Construction of airports is proceeding at a blistering pace. The government's plan for 2011-15 called for 82 new airports to be built — more than 100 have sprung up. Officials are fond of what they call airport economics, by which they mean the use of airport-building to boost local economies.
Only in a handful of cases do overseers of these projects explicitly say that they want to build aerotropolises. One example is in the southern outskirts of Beijing, centered on a village called Nangezhuang, where a groundbreaking ceremony was held Dec. 26. Little activity is visible: a few pieces of construction equipment sat idle one recent afternoon at the edge of a sorghum field as herders walked their sheep along a nearby dirt road. But by 2019 the area is due to be turned into one of the world's largest airports, at a cost of 80 billion yuan ($13 billion). As much as 80 billion yuan more will reportedly be spent turning the surrounding area into an economic and industrial hub.

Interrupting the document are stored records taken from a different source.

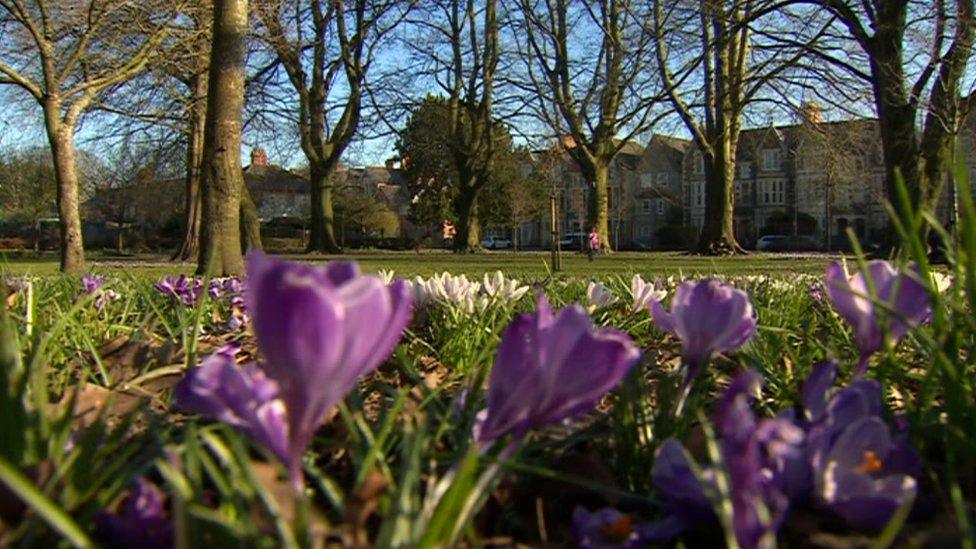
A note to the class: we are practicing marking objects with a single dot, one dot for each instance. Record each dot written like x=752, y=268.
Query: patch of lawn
x=531, y=265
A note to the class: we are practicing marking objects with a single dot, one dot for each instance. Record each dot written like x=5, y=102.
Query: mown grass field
x=530, y=265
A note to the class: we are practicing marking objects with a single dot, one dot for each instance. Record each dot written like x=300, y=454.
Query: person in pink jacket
x=593, y=243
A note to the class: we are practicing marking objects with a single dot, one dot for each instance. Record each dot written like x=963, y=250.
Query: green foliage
x=397, y=466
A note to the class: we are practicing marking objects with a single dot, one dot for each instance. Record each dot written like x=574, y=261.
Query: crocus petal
x=319, y=330
x=240, y=397
x=551, y=367
x=815, y=389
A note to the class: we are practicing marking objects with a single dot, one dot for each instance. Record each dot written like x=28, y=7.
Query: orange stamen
x=619, y=529
x=871, y=463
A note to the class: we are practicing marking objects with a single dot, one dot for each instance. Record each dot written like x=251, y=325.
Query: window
x=772, y=192
x=745, y=170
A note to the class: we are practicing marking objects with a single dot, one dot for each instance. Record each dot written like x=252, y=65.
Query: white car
x=495, y=243
x=765, y=243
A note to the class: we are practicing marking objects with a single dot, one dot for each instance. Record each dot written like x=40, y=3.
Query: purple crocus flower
x=607, y=528
x=760, y=458
x=549, y=368
x=861, y=472
x=708, y=317
x=906, y=299
x=241, y=397
x=858, y=483
x=140, y=522
x=320, y=329
x=180, y=287
x=214, y=289
x=91, y=283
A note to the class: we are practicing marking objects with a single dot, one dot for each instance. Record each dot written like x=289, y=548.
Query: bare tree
x=712, y=70
x=455, y=44
x=223, y=178
x=588, y=69
x=190, y=68
x=65, y=55
x=916, y=56
x=326, y=48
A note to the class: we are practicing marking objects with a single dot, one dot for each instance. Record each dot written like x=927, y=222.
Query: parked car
x=765, y=243
x=496, y=243
x=797, y=243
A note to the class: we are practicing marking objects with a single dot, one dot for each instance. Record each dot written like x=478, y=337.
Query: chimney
x=811, y=112
x=259, y=157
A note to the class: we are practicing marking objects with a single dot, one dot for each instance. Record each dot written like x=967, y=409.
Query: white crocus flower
x=599, y=296
x=498, y=287
x=386, y=275
x=644, y=294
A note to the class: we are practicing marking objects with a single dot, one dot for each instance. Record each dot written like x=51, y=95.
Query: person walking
x=593, y=243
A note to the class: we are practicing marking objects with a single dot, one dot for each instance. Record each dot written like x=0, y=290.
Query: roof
x=273, y=179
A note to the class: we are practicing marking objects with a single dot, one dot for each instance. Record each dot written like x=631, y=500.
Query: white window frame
x=772, y=160
x=745, y=170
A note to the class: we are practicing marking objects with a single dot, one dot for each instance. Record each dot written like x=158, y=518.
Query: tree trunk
x=223, y=178
x=322, y=227
x=598, y=173
x=194, y=160
x=468, y=237
x=896, y=110
x=61, y=138
x=718, y=232
x=250, y=222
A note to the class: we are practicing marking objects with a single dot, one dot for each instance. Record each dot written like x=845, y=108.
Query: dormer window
x=745, y=170
x=771, y=160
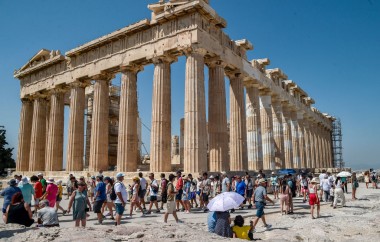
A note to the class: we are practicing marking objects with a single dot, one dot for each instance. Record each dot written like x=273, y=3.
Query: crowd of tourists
x=37, y=200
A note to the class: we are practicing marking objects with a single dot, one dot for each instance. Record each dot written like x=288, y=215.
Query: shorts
x=98, y=206
x=313, y=199
x=119, y=208
x=178, y=196
x=170, y=207
x=249, y=193
x=205, y=197
x=259, y=209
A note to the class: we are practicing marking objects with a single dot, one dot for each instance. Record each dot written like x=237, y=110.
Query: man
x=47, y=216
x=153, y=193
x=8, y=193
x=164, y=190
x=179, y=189
x=121, y=197
x=27, y=190
x=226, y=185
x=259, y=196
x=100, y=198
x=205, y=190
x=143, y=187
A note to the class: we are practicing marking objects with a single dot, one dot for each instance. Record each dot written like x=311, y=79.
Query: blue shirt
x=8, y=194
x=101, y=188
x=240, y=188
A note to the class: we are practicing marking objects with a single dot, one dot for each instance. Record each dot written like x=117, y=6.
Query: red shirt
x=38, y=189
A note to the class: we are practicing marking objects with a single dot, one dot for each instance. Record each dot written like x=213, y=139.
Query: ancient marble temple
x=273, y=126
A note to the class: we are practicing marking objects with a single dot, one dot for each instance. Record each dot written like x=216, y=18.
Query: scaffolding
x=337, y=144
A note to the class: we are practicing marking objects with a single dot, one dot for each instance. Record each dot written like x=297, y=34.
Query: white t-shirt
x=119, y=187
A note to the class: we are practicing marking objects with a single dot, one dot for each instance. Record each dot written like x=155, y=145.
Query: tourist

Some wonder whether all this is necessary. Wang Tao of the Carnegie-Tsinghua Center for Global Policy, a think tank in Beijing, calls the airport-construction frenzy misguided. He believes many of the cities building big airports do not need them, thanks to a rapid expansion of the country's high-speed rail network in recent years.
Kasarda, however, defends the Zhengzhou project. It is misguided, he says, to assess an airport's value solely by its operational profitability; its role as an economic driver also needs to be taken into account.
"We are putting the aerotropolis theory into practice," says Zhang Yanming, ZAEZ's Communist Party chief.
The ZAEZ allows duty-free import and re-export of goods and components. Zhang says this has attracted more than a dozen makers of mobile phones, including Foxconn, a Taiwanese-owned firm best known for producing Apple iPhones. The Foxconn factory employs 200,000 people year-round, and 300,000 at times of peak production. Three-quarters of the iPhones made globally in the past three years came from ZAEZ, Zhang says. Such small, high value-added, products benefit greatly from ready access to airports.
Beijing's aerotropolis also has built-in advantages, not least of which is strong support from the central government. Kasarda acknowledges that his concept cannot work everywhere, especially in China's smaller cities. But he remains excited by the many suitable candidates in a country that is willing — and more able than most — to give it a try. "They can really design not just an airport, but an aerotropolis from scratch," he said.